“I’m shocking myself. I’m the diplomat here,” explained a bewildered Bill O’Reilly last February on Fox News in defending the Bush administration’s decision to allow Dubai Ports World, a state-owned company in the United Arab Emirates, to manage several U.S. ports. “If America spits in the eye of the UAE, which is a huge help in the war on terror right now, if we tell these people to take a hike just because they’re Arabs, we’ll lose the help of all the rest of the Arab world.”
When Bill O’Reilly warns against spitting in another country’s eye, something strange is afoot. Ever since September 11, commentators like O’Reilly, Rush Limbaugh, and The New York Post editorial page have been the Republican Party’s foreign policy id. They give voice to the unapologetic nationalism that frames much of the GOP’s foreign policy. They represent the tradition that Walter Russell Mead has called “Jacksonianism”—populist, militaristic, jealous of national sovereignty, more interested in making other countries respect and even fear America than in making them love us.

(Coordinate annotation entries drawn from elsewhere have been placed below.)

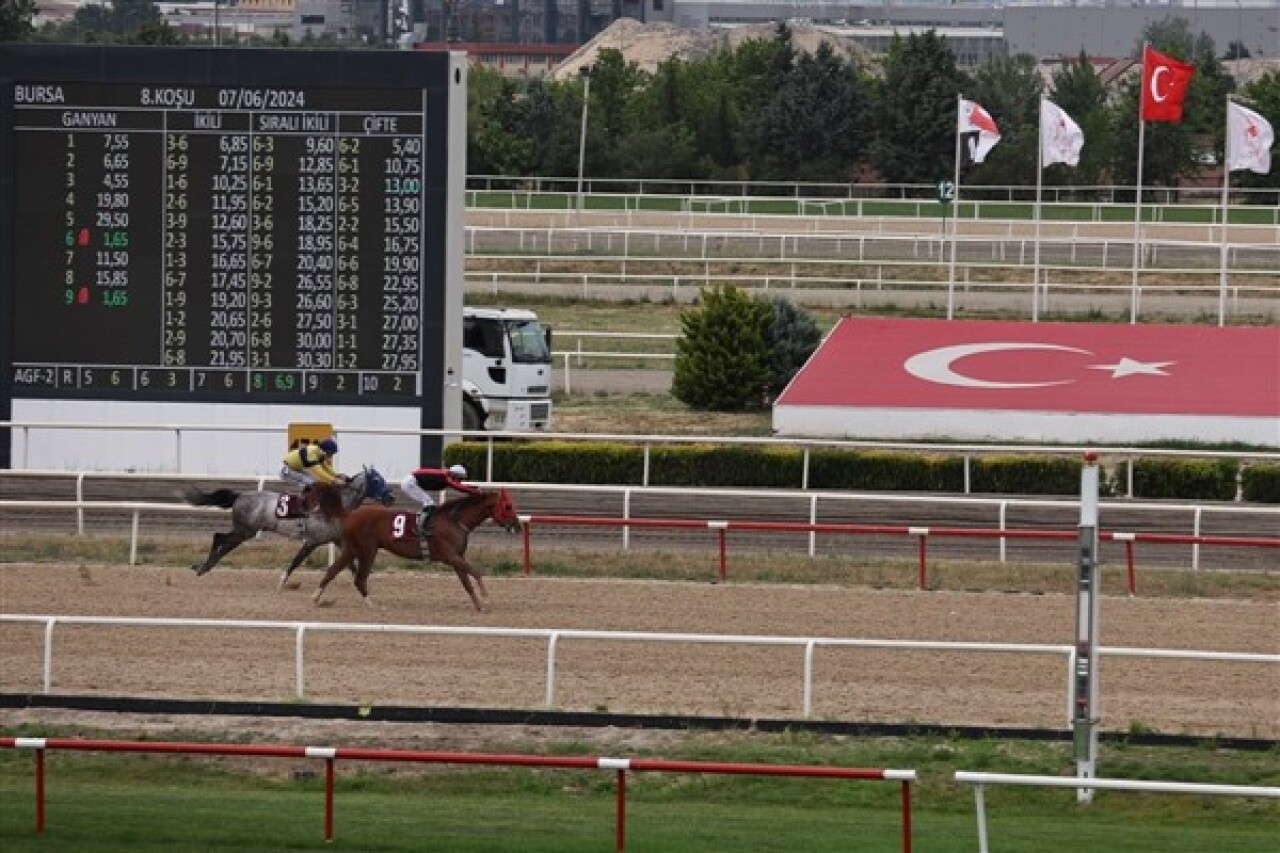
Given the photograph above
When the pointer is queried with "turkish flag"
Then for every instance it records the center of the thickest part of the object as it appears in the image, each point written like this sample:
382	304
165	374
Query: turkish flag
906	378
1164	86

The story of how Bill O’Reilly and George W. Bush moved away from Jacksonianism—and Democrats moved towards it—says a lot about the shifting currents in American foreign policy. As Mead argues in his 2001 book, Special Providence: American Foreign Policy and How it Changed the World, Jacksonians can be isolationist when they don’t feel threatened by foreign enemies; they don’t like foreign policy as social work. But when such enemies emerge, they demand a maximalist, bone-crushing response.